Once, what public men did privately went largely unreported (see Kennedy, Jack), except in cases like that of Wilbur Mills, a powerful congressman whose stripper gal pal, Fanne Foxe, went cavorting with him in Washington’s Tidal Basin in 1974. Thirteen years later, there was controversy about a Washington Post reporter asking presidential candidate Gary Hart, “Have you ever committed adultery?”—even though five Miami Herald sleuths had seen a woman named Donna Rice emerge from his townhouse in the early-morning hours.
Beyond the media’s embrace of salacious scandals, a culture of entitlement seems to have taken hold with ambitious men (or perhaps they’re the ones who tend to get caught).
Even in the 1992 campaign, when Gennifer Flowers (who’d been paid by the tabloid Star) announced she’d had a 12-year affair with Clinton, the CBS and ABC newscasts refused to report it and The New York Times gave it just a few paragraphs, with executive editor Max Frankel pronouncing himself “ashamed for my profession.” By the end of the Clinton presidency, we were all talking about Monica Lewinsky’s stained blue dress. Now the whisper of an allegation ricochets around the web before journalists can make a single phone call.
Beyond the media’s embrace of salacious scandals, a culture of entitlement seems to have taken hold with ambitious men (or perhaps they’re the ones who tend to get caught). When Edwards finally stopped lying about his affair with Rielle Hunter, he said his political rise “fed a self-focus, an egotism, a narcissism that leads you to believe that you can do whatever you want. You’re invincible. And there will be no consequences.” There certainly were for Edwards, who only later admitted fathering a daughter with Hunter. And because philandering pols often get ensnared by sex, lies, videotape, or secret money, that web that now threatens to entangle Richardson, the former congressman, Secretary of Energy, and international trouble-shooter.
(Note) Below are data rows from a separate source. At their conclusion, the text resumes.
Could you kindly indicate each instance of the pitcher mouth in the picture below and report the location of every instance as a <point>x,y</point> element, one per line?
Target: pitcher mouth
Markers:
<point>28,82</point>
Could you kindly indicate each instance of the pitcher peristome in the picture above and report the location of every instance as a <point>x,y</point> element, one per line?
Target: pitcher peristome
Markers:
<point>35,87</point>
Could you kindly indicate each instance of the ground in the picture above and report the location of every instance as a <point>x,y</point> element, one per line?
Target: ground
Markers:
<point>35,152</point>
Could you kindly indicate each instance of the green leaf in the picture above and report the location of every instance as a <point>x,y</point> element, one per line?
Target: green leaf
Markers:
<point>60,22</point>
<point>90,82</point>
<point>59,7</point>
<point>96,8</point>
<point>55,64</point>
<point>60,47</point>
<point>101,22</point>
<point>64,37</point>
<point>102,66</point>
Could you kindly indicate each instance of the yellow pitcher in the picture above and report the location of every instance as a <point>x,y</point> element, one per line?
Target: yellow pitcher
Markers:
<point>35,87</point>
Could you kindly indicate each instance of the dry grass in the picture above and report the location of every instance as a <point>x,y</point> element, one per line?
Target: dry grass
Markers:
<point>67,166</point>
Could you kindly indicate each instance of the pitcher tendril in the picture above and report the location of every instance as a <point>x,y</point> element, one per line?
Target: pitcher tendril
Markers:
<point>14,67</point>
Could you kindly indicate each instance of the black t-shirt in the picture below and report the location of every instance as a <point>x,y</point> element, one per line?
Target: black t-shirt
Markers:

Still, our Oprah-fied culture tends to forgive and forget. Clinton is now an elder statesman. Gingrich is leading the GOP polls. Eliot Spitzer, who resigned as New York governor for patronizing prostitutes, got (and lost) a CNN talk show. Sanford, the ex-South Carolina governor who claimed to be hiking the Appalachian trail, just became a Fox News commentator. Who even remembers Jim McGreevey, the New Jersey governor who put his gay lover on the payroll, or Larry Craig, the toe-tapping senator arrested in a bathroom stall?
It is the sheer velocity of tarnished public figures, especially the appalling college coaches, that leaves us dazed, confused, and in need of a long national shower.
Correction: A previous version of this article incorrectly said Bill Richardson was commerce secretary. He was the secretary of energy.